May 27, 2008 - Volume 3, #51

Good Morning:
Memorial Day weekend marks the beginning of summer for us. Lest we forget, we are also remembering all of the brave military folks that paid the ultimate price for freedom. I'd say just the US troops, since that's where I hang my hat - but in today's global world - it's not just the US military that contributes to keep the world a safer place. I hope you all had a few kind thoughts for the soldiers that have fought against tyranny and anarchy since the beginning of time.

The pool in our neighborhood opens up on Memorial Day weekend. So my family and it seems everyone else in our neighborhood decides to spend some time at the pool. The kids just love it, although the idea of jumping into 70 degree water is up there with a root canal without novacaine for me. So I smile a lot, lather up my ample nose with sunscreen, and roam the side of the pool with my ever-present yellow noodle. Yes, those are noodles shown in the picture to your left.

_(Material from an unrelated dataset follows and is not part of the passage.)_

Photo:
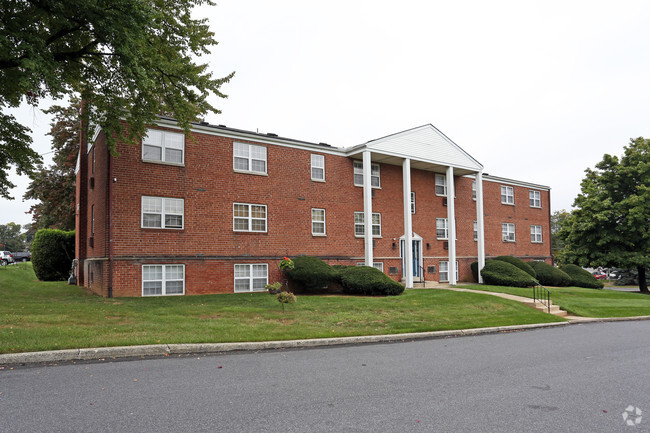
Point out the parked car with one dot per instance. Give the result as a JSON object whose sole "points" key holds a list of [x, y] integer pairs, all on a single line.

Aren't there lifeguards at our pool? Why do I never let my kids (at least the little ones) out of my sight when they are in the water? Wouldn't it be easier and more relaxing to just sit on a lounge chair, sip a cold brew, and kibbutz with my neighborhood friends?

Of course it would, but it would also be the wrong thing to do. The Boss grew up as a lifeguard at her local pool, and she would tell me stories. Bad stories about what can happen when you don't pay attention. So I pay attention. I'm not willing to take a risk with the lives of my children or any of the other children at the pool. 

It's really about the lifeguards. These are 16 or 17 year old kids that are working on their tan. I'm sure they are good swimmers, and most are even diligent kids. But with 100 kids in the pool at any given time, would they see mine if there was a problem? They haven't in the past, so I'm not willing to take the chance that they will in the future. By the second time you pull your flailing kid over to the side of the pool, you get it. The lifeguards are for the other kids, not yours.

I'm sure most of the neighborhood thinks I'm a bit wacky. I'm pretty anti-social on a good day, so I guess I'm staying in character when I just roam around with my noodle, laser focused on my kids. I'm OK with that. Leaving the safety of my kids to a lifeguard that is more worried about that emerging zit or the latest version of Rock Band? Not so much.

In a year or two, I'll be able to chill out. By then, all of the kids will be great in the water. They are pretty much there right now, but I'm sure you all know how hard it is to turn off the paranoia that drives us during the week. As if it was only during the week, right? So I'm constantly doing risk analysis. I'm constantly monitoring the pool. And I'm ready to REACT FASTER if something were to happen. 

And that can mean the difference between life and death - especially around the pool. Have a great, safe day.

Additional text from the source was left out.